What does it mean to lower WER?

Word error rate, or WER, counts the wrong, missing, and extra words a speech-to-text system produces. To lower WER is to lower that count on the audio your agent actually receives. The target is not a clean benchmark; it is your real traffic.

This matters because a low lab score does not transfer. A system can post 5% on studio audio and 25% on your noisy, accented calls. Reducing the number that counts means reducing it under your conditions, which is why measurement comes first and changes come second.

Measure first, per cohort

You cannot improve what you cannot see. Before changing anything, measure WER on representative audio, broken down by accent, noise level, and call type. A single blended score hides the cohort that is actually failing.

This breakdown tells you where the errors live. If accented calls sit at 30% while clean calls sit at 6%, the work is accent coverage, not a general model swap. Our STT evaluation guide covers how to set up this kind of cohort measurement. Skip it, and every change is a guess.

Add custom vocabulary

The fastest win is usually custom vocabulary. Speech-to-text models stumble on words they rarely saw in training: customer names, product codes, drug names, and abbreviations. Feeding the model a list of your domain vocabulary teaches it to expect them.

Most STT providers support custom vocabulary, boosting, or phrase hints. Adding the names and terms your callers actually use can lower WER sharply on exactly the words that matter most. This is a configuration change, not a model change, so it is cheap and reversible. It is the first lever to pull when you want to reduce word error rate.

Clean the audio path

Garbage in, garbage out. A lot of transcription error is really audio error, introduced before the model ever runs. Improving the signal improves the score.

  • Noise suppression: apply noise reduction before the audio reaches the recognizer.
  • Codec and telephony: a better codec and a stable connection preserve detail the model needs.
  • Echo and gain: fix echo cancellation and level the volume so speech is clear.
  • Sample rate: feed the model audio at the rate it expects.

These changes improve audio quality at the source, which lifts accuracy across every cohort at once. On telephony especially, the line quality often matters more than the model.

Pick the right STT model

Not all models are equal on your audio. The model that wins a public benchmark can lose on your accents and noise. Treat model choice as something you test, not something you assume.

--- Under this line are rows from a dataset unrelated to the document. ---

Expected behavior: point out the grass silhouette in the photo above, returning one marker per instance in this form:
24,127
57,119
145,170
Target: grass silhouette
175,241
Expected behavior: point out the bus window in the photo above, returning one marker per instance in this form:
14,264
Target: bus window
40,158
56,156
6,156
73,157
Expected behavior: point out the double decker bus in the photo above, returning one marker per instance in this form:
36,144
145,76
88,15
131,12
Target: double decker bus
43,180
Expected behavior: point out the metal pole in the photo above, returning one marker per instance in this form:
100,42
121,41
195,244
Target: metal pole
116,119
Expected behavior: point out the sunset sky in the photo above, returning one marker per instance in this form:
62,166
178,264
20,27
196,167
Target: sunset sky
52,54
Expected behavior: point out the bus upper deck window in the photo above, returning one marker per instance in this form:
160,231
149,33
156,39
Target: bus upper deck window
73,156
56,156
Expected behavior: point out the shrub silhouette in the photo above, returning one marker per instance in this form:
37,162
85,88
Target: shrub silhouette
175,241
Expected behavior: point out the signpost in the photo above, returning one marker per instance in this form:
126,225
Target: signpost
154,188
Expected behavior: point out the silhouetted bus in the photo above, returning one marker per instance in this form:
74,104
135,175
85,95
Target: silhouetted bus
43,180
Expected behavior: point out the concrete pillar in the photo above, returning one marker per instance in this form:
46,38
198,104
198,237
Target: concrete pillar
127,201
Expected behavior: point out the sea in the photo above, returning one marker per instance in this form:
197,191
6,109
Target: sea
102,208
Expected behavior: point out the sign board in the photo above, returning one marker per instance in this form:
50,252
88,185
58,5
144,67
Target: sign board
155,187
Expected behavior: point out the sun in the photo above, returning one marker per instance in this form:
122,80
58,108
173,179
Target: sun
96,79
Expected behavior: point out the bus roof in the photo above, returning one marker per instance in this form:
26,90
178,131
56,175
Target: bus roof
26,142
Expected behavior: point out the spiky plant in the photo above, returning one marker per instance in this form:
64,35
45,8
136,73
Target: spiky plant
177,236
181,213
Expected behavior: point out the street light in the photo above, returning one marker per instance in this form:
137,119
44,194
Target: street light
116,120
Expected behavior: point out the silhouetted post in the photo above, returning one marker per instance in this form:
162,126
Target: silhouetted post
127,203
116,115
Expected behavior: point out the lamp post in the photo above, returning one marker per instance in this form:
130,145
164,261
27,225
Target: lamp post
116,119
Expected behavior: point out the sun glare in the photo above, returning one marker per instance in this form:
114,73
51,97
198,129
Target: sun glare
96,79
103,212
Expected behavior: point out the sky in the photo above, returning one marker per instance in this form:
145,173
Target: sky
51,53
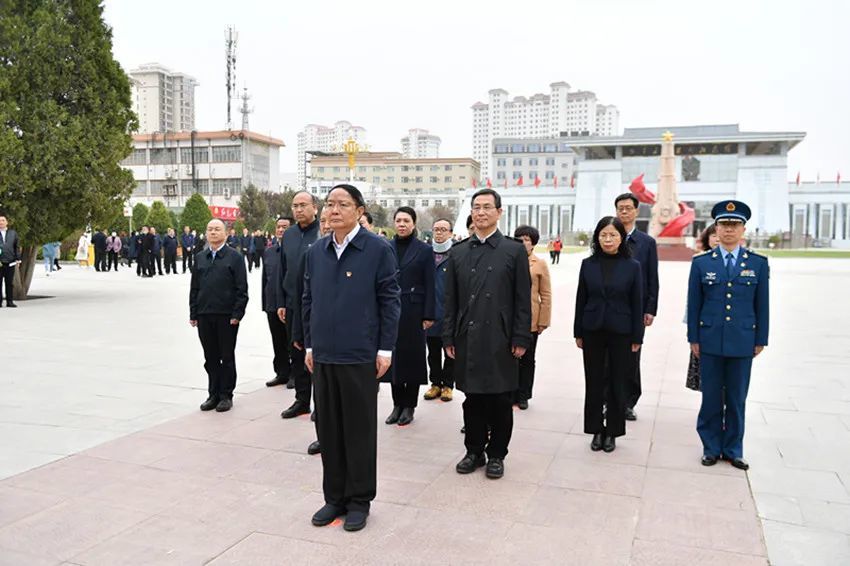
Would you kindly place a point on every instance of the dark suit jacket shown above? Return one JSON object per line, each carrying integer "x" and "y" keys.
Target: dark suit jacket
{"x": 351, "y": 305}
{"x": 11, "y": 247}
{"x": 616, "y": 307}
{"x": 645, "y": 251}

Run your candidates over the same representative audio and compare WER, latency, and per-entity accuracy. Some models handle accents better, others handle noise or domain terms. The Deepgram STT testing guide shows how benchmark numbers diverge from production. Pick the model that wins on your traffic, then revisit the choice when new versions ship.

Tune endpointing and streaming

Some errors come from cutting speech off, not from mishearing it. Aggressive endpointing ends the turn too early and drops the last words. Loose endpointing waits too long and adds latency. Both hurt the experience.

Tune endpointing so the system captures full utterances without lagging. Use streaming so partial transcripts arrive early and the agent can react. Getting this balance right reduces deletions at the end of turns, a common and easily missed source of WER. It is part of the broader pipeline covered in the voice agent stack guide.

Fine-tuning and model adaptation

When configuration runs out of room, adaptation is the next step. Fine-tuning or training a custom model on your own audio can improve transcription accuracy beyond what vocabulary and audio fixes reach, especially for unusual accents or specialised domains.

This is the heaviest lever, so save it for last. It costs data, time, and ongoing maintenance, and it has to be re-validated whenever the base model changes. For most teams, custom vocabulary and a clean audio path deliver most of the gain at a fraction of the effort. Reach for fine-tuning only when the cheaper levers are exhausted and the remaining errors justify it.

How to lower WER for accents

Accents are usually the largest single source of error, so they deserve focused work. A model trained mostly on standard accents degrades on everything else, and that gap shows up as failed calls for whole groups of callers.

Tackle it directly. Measure WER per accent group, add accent-relevant vocabulary, and choose a model that performs well on your specific accents. Where a gap remains, accent-targeted fine-tuning can help. The key is to never hide accent performance inside a blended average, because that is how an accent group quietly sits at 30% while the dashboard looks healthy.

WER improvement checklist

Use this checklist to drive WER optimization in order of effort.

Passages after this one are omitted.